His hands trembled and his head hurt with thoughts. His heart grew heavy and sad with all the contemplation of his own demise and how much better it would be for everyone if he died. Italy bit his lip and thought hard.

Don't do it. Do it. Open the door and tell your brother that you're both going to surrender. Just wait 'til tomorrow and go on a suicide mission. Do what's right. Do what's easy. Just open the door. Just open the door. Tell Romano about an armistice. Go to bed. Surrender in the morning. Go to battle. Run and hide before Germany finds out. Get shot. Try and forget about this whole mess. Die.

This was a new battle, and it was a scarier battle. A battle concerning his will to live. A battle between two of his biggest fears. Being hated and dying. Live with the label of traitor or die with the title of hero? The worst part was, by betraying Germany and surrendering he'd be a hero and no one would know how. He would have saved a life or two or maybe even three and no one would know of it. He be a traitor and he'd be hated for it; but he could die.
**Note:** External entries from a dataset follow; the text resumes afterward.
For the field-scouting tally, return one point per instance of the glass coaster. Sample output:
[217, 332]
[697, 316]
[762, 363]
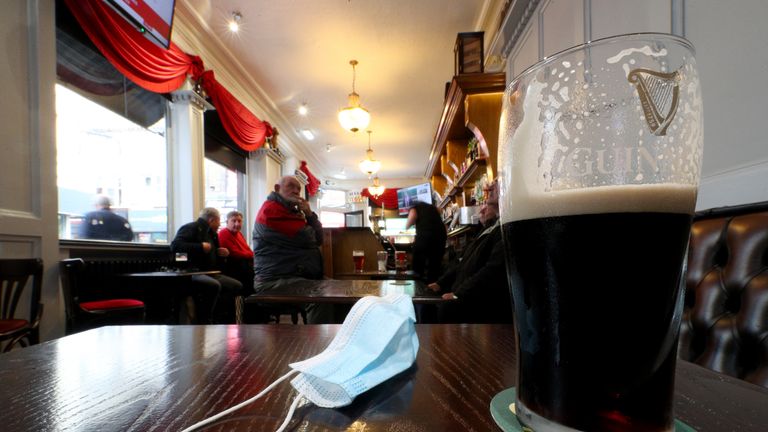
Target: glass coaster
[501, 411]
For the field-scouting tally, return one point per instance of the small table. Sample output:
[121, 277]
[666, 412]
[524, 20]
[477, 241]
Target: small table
[175, 284]
[377, 275]
[343, 291]
[162, 378]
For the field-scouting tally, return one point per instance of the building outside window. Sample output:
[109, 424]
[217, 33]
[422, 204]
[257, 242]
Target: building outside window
[102, 153]
[222, 189]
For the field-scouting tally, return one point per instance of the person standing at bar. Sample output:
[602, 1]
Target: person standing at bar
[478, 283]
[429, 245]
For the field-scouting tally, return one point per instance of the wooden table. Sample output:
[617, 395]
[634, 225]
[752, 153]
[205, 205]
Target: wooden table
[166, 305]
[377, 275]
[163, 378]
[343, 291]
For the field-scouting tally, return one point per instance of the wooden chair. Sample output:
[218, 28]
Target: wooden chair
[15, 275]
[90, 306]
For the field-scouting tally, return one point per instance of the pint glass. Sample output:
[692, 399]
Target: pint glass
[600, 149]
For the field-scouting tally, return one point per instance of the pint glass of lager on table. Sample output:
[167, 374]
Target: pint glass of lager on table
[600, 149]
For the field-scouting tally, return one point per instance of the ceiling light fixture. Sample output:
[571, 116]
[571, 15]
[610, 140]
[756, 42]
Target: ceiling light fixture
[308, 134]
[369, 165]
[234, 23]
[376, 189]
[354, 117]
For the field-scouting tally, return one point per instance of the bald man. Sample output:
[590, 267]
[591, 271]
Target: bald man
[287, 237]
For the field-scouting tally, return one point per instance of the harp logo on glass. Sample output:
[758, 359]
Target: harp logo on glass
[659, 94]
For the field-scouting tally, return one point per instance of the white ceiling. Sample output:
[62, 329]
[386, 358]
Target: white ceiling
[298, 51]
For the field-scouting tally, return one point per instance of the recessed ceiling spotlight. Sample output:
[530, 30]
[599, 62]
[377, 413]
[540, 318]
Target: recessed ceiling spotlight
[234, 22]
[308, 134]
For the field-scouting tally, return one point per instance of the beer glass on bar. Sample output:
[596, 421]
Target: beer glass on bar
[600, 149]
[358, 256]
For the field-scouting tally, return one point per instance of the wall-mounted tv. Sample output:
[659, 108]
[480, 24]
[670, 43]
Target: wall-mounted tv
[407, 196]
[154, 18]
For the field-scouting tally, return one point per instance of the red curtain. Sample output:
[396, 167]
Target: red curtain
[245, 129]
[163, 71]
[314, 183]
[148, 65]
[388, 198]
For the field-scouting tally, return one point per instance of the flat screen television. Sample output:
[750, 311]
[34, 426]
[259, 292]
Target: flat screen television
[407, 196]
[153, 18]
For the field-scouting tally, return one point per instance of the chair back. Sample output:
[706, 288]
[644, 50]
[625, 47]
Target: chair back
[15, 275]
[71, 271]
[725, 324]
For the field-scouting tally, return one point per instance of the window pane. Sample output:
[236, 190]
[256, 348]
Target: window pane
[221, 188]
[100, 153]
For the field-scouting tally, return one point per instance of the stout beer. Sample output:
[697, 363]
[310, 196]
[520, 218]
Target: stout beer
[585, 282]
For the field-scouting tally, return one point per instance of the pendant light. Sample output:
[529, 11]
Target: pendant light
[354, 117]
[369, 165]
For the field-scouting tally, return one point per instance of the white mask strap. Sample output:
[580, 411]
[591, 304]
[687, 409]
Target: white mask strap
[288, 417]
[215, 417]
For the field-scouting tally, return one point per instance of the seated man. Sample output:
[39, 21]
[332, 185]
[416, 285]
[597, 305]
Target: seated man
[287, 237]
[479, 282]
[214, 296]
[239, 263]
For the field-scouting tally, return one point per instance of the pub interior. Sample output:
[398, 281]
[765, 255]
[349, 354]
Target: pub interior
[131, 130]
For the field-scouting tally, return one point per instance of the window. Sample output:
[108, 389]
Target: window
[103, 154]
[221, 188]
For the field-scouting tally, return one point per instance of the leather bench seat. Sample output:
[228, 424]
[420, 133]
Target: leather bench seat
[725, 321]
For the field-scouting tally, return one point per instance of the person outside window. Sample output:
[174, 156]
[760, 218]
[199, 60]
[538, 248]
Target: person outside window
[104, 224]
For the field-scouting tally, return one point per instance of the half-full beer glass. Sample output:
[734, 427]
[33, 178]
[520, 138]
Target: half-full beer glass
[600, 149]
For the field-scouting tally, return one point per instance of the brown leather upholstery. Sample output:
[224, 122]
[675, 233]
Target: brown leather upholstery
[725, 323]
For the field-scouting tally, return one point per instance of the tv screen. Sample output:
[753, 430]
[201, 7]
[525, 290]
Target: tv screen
[154, 18]
[407, 196]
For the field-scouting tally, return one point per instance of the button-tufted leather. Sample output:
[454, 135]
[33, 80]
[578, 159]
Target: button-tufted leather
[725, 322]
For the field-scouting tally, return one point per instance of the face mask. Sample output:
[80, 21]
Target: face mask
[376, 341]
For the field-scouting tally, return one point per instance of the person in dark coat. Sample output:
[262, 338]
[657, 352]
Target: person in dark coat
[214, 294]
[429, 245]
[478, 284]
[104, 224]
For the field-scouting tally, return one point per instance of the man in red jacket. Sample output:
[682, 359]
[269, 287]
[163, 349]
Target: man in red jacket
[239, 263]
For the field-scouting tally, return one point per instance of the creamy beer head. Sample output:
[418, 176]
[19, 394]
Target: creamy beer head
[653, 198]
[599, 160]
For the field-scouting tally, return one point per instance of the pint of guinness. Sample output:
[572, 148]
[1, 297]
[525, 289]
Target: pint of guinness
[600, 150]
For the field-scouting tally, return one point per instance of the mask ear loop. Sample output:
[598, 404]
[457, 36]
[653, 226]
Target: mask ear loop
[230, 410]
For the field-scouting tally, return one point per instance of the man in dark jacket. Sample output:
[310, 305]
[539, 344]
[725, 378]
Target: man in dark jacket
[104, 224]
[214, 296]
[478, 284]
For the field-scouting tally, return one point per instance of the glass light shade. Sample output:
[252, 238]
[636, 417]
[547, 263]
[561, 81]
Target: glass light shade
[369, 165]
[354, 117]
[376, 189]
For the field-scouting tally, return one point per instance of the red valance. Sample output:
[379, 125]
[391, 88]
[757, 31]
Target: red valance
[388, 198]
[314, 183]
[245, 129]
[163, 71]
[148, 65]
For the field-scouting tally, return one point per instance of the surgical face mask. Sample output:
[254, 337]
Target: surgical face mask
[376, 341]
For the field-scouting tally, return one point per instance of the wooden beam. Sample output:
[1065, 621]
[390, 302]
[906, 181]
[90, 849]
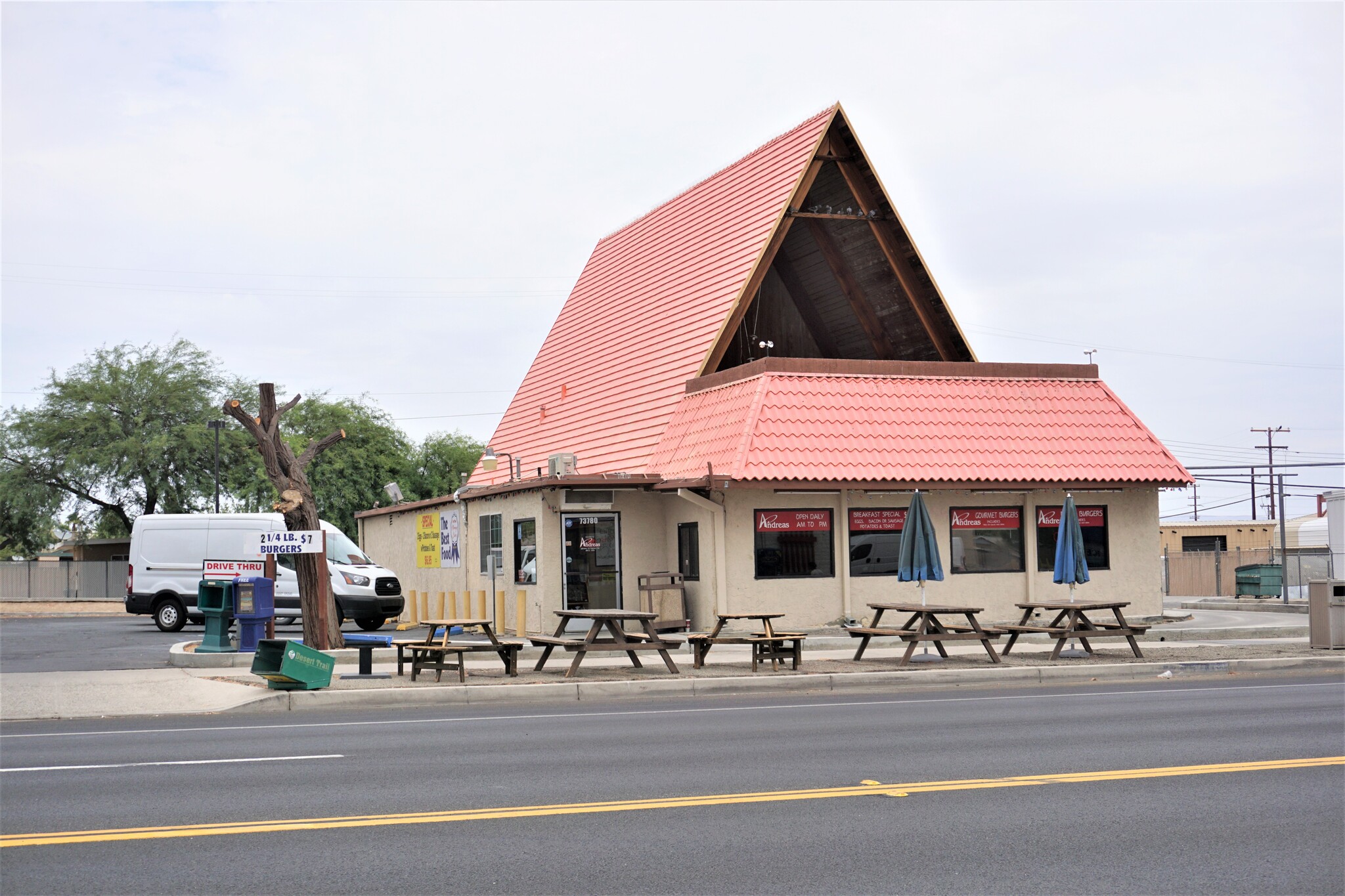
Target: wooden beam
[807, 310]
[853, 292]
[749, 291]
[906, 274]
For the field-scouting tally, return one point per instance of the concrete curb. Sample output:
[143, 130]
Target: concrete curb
[854, 681]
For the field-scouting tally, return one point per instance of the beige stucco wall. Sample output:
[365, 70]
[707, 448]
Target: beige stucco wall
[649, 544]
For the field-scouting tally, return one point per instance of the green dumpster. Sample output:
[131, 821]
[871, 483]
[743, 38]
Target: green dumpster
[288, 666]
[1259, 581]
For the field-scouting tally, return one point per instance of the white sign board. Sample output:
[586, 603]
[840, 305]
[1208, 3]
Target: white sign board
[229, 568]
[300, 542]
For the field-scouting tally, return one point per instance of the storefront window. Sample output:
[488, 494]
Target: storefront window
[986, 540]
[794, 544]
[876, 540]
[1093, 523]
[493, 542]
[525, 551]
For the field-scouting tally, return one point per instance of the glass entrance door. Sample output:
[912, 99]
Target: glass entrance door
[592, 561]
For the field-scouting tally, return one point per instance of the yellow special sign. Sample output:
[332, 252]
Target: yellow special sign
[427, 542]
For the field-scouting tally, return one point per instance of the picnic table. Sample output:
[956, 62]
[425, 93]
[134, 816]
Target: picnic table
[925, 625]
[767, 644]
[427, 649]
[622, 641]
[1072, 621]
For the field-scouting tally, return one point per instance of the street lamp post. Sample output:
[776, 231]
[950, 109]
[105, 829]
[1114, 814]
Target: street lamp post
[217, 426]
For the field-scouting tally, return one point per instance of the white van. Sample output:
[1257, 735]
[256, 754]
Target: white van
[167, 551]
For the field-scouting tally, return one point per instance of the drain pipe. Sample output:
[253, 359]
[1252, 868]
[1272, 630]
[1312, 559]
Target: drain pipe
[718, 517]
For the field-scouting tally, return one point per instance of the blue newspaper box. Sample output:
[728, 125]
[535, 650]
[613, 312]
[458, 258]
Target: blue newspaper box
[255, 603]
[215, 602]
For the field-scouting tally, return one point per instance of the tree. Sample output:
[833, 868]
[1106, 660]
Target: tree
[286, 471]
[440, 465]
[120, 435]
[373, 454]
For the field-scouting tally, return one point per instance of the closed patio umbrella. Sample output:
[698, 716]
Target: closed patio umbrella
[1071, 565]
[917, 558]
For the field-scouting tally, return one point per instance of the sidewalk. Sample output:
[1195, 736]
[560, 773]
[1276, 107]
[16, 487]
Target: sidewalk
[89, 695]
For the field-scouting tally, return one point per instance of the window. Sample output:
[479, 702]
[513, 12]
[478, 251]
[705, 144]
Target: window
[794, 544]
[525, 551]
[876, 540]
[986, 540]
[493, 543]
[1093, 523]
[1204, 543]
[689, 551]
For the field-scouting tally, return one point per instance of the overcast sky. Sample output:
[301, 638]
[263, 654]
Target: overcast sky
[395, 199]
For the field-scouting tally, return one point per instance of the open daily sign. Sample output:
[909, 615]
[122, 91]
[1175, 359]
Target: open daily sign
[300, 542]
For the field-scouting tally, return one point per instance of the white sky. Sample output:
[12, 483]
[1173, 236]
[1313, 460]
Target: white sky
[396, 198]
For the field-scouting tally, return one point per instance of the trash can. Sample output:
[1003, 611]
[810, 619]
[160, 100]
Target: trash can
[1259, 581]
[255, 603]
[215, 601]
[1327, 614]
[288, 666]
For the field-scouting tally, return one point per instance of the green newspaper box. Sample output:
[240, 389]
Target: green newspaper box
[288, 666]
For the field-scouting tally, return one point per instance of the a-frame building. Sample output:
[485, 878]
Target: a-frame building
[745, 385]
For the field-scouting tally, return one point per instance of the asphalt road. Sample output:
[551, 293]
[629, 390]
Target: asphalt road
[1275, 830]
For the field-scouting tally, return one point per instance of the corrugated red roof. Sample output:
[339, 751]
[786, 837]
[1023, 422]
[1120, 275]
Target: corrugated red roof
[645, 313]
[912, 429]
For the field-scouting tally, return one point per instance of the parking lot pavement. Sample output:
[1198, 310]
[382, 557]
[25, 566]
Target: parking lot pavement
[81, 644]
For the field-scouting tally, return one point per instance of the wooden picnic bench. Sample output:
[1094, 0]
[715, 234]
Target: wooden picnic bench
[925, 626]
[621, 641]
[767, 644]
[506, 651]
[1072, 621]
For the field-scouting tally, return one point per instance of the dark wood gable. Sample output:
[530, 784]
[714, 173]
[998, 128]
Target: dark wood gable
[841, 277]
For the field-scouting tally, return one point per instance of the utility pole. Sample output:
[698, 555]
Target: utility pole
[1270, 458]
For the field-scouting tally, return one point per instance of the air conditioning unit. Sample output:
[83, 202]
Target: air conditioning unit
[563, 464]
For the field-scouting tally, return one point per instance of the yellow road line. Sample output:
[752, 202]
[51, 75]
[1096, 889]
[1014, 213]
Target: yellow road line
[870, 789]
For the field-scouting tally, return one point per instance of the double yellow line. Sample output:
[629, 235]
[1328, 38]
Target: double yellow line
[866, 789]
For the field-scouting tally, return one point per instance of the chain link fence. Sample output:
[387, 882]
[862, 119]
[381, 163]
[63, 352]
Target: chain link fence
[62, 580]
[1212, 574]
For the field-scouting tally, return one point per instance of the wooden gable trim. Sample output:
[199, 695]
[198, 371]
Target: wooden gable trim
[782, 227]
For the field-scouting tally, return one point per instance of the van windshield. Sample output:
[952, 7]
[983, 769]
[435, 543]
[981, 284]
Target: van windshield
[342, 550]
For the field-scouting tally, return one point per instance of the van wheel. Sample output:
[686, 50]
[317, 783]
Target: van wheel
[170, 616]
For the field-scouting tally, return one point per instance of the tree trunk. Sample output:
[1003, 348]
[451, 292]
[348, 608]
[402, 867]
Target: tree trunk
[322, 624]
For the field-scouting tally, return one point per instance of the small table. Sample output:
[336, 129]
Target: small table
[925, 625]
[1072, 622]
[766, 645]
[621, 640]
[508, 651]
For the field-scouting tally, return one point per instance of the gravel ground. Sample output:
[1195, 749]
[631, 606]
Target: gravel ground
[554, 671]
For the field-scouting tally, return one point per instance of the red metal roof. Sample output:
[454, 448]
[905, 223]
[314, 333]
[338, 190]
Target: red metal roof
[645, 313]
[912, 429]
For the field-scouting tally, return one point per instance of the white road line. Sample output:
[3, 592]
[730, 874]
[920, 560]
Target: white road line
[179, 762]
[835, 704]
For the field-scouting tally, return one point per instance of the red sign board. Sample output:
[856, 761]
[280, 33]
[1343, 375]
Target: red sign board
[879, 521]
[988, 519]
[1049, 517]
[794, 521]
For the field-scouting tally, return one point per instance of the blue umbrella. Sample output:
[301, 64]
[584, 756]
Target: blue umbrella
[917, 558]
[1071, 565]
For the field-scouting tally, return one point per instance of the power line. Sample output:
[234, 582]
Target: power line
[215, 273]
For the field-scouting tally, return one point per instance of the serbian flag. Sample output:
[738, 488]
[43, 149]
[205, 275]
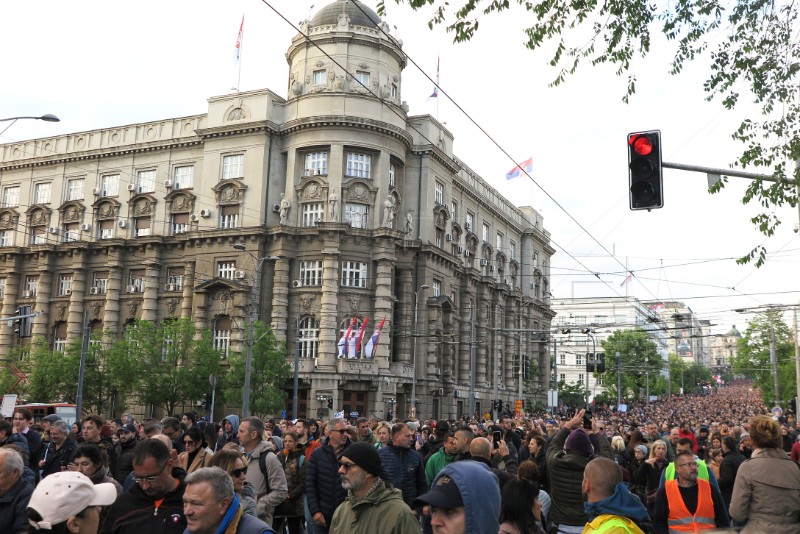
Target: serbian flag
[343, 342]
[435, 92]
[239, 41]
[526, 166]
[372, 344]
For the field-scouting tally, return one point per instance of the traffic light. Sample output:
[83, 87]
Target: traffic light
[644, 170]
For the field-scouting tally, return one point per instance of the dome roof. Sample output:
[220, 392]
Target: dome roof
[360, 15]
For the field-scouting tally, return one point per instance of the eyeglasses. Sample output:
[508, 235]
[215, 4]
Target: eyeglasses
[346, 466]
[151, 478]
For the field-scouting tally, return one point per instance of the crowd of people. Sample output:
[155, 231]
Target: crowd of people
[716, 462]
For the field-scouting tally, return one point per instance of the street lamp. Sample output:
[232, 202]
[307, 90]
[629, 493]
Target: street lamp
[414, 353]
[47, 118]
[248, 366]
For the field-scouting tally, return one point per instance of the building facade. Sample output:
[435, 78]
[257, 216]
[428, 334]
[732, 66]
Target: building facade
[344, 207]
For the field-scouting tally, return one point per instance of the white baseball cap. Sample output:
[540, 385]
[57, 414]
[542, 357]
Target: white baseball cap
[62, 495]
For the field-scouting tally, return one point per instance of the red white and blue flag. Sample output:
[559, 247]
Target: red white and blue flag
[526, 166]
[239, 39]
[343, 342]
[372, 344]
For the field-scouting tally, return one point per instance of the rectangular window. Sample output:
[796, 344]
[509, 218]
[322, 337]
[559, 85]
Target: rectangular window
[312, 212]
[319, 77]
[136, 280]
[31, 285]
[100, 282]
[105, 229]
[354, 274]
[42, 193]
[226, 269]
[316, 163]
[358, 165]
[11, 197]
[146, 181]
[142, 227]
[357, 215]
[362, 78]
[233, 167]
[438, 193]
[65, 284]
[229, 217]
[183, 177]
[75, 189]
[71, 232]
[311, 273]
[179, 223]
[109, 185]
[175, 277]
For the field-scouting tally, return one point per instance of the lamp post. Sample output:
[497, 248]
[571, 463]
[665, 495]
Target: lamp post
[248, 365]
[414, 353]
[47, 118]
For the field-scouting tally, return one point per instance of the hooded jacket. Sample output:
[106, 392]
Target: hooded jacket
[225, 437]
[382, 510]
[623, 504]
[480, 491]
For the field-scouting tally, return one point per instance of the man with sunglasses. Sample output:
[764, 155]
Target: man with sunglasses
[323, 482]
[155, 503]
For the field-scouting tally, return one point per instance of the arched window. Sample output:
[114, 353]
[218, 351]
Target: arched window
[308, 337]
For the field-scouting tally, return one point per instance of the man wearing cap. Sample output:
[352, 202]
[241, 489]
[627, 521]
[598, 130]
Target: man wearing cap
[128, 439]
[569, 452]
[211, 505]
[371, 506]
[70, 499]
[464, 499]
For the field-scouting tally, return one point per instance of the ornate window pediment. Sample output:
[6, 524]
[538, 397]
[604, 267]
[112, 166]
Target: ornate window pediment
[229, 192]
[71, 212]
[106, 208]
[180, 202]
[8, 218]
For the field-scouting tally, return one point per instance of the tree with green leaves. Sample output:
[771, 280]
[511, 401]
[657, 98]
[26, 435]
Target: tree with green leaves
[639, 360]
[755, 59]
[753, 361]
[169, 363]
[269, 374]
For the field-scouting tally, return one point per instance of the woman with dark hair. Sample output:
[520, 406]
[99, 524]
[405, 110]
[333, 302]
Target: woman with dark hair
[67, 503]
[196, 452]
[519, 508]
[766, 494]
[92, 462]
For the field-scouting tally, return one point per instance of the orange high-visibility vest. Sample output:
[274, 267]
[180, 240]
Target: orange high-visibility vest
[679, 519]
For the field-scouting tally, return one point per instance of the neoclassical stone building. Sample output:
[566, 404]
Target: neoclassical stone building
[362, 204]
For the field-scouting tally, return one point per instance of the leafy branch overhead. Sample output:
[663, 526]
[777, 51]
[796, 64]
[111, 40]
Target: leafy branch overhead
[754, 57]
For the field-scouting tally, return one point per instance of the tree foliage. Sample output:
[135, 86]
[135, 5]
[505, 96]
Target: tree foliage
[752, 358]
[755, 59]
[268, 376]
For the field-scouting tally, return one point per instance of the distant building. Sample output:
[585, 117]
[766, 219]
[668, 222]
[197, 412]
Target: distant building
[363, 204]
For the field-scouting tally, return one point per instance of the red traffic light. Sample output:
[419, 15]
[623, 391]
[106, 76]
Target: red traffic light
[641, 144]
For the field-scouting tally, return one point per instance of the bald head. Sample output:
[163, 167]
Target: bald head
[602, 476]
[481, 448]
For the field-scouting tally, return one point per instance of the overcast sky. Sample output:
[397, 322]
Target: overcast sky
[97, 64]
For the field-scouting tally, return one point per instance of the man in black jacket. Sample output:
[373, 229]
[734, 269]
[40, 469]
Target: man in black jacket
[155, 504]
[323, 484]
[731, 460]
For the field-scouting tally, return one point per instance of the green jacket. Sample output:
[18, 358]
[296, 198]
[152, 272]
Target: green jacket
[382, 510]
[436, 463]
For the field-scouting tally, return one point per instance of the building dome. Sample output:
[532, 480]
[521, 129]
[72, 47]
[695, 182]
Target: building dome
[360, 15]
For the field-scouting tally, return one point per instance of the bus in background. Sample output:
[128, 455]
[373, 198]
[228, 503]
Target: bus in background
[41, 410]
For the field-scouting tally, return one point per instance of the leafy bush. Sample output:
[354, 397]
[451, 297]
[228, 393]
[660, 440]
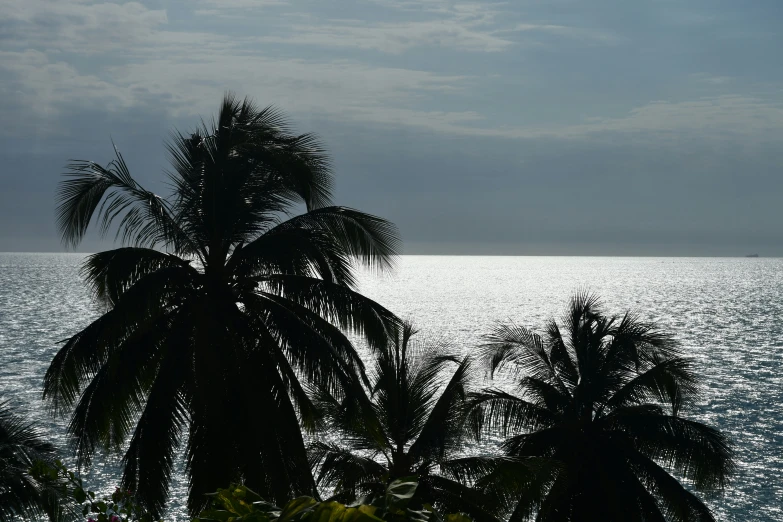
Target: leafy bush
[120, 506]
[240, 504]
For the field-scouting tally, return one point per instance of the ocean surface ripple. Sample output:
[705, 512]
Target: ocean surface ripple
[726, 312]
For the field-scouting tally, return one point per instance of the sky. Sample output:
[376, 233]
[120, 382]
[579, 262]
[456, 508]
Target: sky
[529, 127]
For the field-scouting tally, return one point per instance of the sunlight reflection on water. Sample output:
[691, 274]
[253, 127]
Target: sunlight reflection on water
[727, 313]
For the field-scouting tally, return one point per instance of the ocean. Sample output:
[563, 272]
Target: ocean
[726, 312]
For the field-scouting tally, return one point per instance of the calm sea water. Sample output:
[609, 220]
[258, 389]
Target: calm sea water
[727, 313]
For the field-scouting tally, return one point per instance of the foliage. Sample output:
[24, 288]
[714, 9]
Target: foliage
[120, 506]
[409, 423]
[22, 492]
[237, 503]
[216, 306]
[594, 427]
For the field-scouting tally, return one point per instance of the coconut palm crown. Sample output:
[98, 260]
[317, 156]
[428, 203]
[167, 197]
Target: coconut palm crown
[410, 424]
[593, 424]
[218, 309]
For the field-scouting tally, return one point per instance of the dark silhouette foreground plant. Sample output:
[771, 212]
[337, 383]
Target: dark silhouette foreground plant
[22, 492]
[217, 308]
[594, 427]
[411, 424]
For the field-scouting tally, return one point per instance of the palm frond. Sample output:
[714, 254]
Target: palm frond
[495, 409]
[112, 272]
[343, 470]
[369, 239]
[443, 427]
[697, 452]
[348, 309]
[145, 218]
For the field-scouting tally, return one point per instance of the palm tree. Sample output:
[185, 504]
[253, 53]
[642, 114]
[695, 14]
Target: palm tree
[218, 310]
[21, 494]
[410, 425]
[594, 429]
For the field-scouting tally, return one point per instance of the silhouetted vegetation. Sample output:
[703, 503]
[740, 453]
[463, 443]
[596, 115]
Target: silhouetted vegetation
[217, 309]
[23, 492]
[594, 427]
[225, 328]
[410, 424]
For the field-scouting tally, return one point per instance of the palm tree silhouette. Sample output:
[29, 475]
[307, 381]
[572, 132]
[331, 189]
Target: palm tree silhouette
[594, 428]
[412, 424]
[216, 308]
[21, 493]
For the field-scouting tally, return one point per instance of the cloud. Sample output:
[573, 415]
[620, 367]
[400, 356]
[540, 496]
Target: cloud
[78, 26]
[395, 38]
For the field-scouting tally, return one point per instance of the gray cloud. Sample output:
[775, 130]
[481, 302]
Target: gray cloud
[479, 127]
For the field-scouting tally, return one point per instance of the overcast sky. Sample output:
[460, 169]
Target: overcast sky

Just die in battle and people would call him a hero for that; and in a way he would be. He might have saved Germany and Romano, though not for sure. He wouldn't be a very good hero though, he would have died selfishly. He would have let himself die just so that he could never live in a world where he was hated.

Italy whimpered and winced at his own thoughts. He'd never thought he would think this hard and this seriously about letting himself die. Finally, though, he came to a decision. He swallowed hard and turned the knob surely, now knowing what had to be done. This was the only thing he could do for everything to work out right. This was the only thing he could do for the sake of everyone else. This was the only thing he could do for himself, but in the most painful way possible.

He pushed on the door and it swung slowly open, revealing the dark interior of his house and a worried looking brother planted upon his couch. I've made up my mind.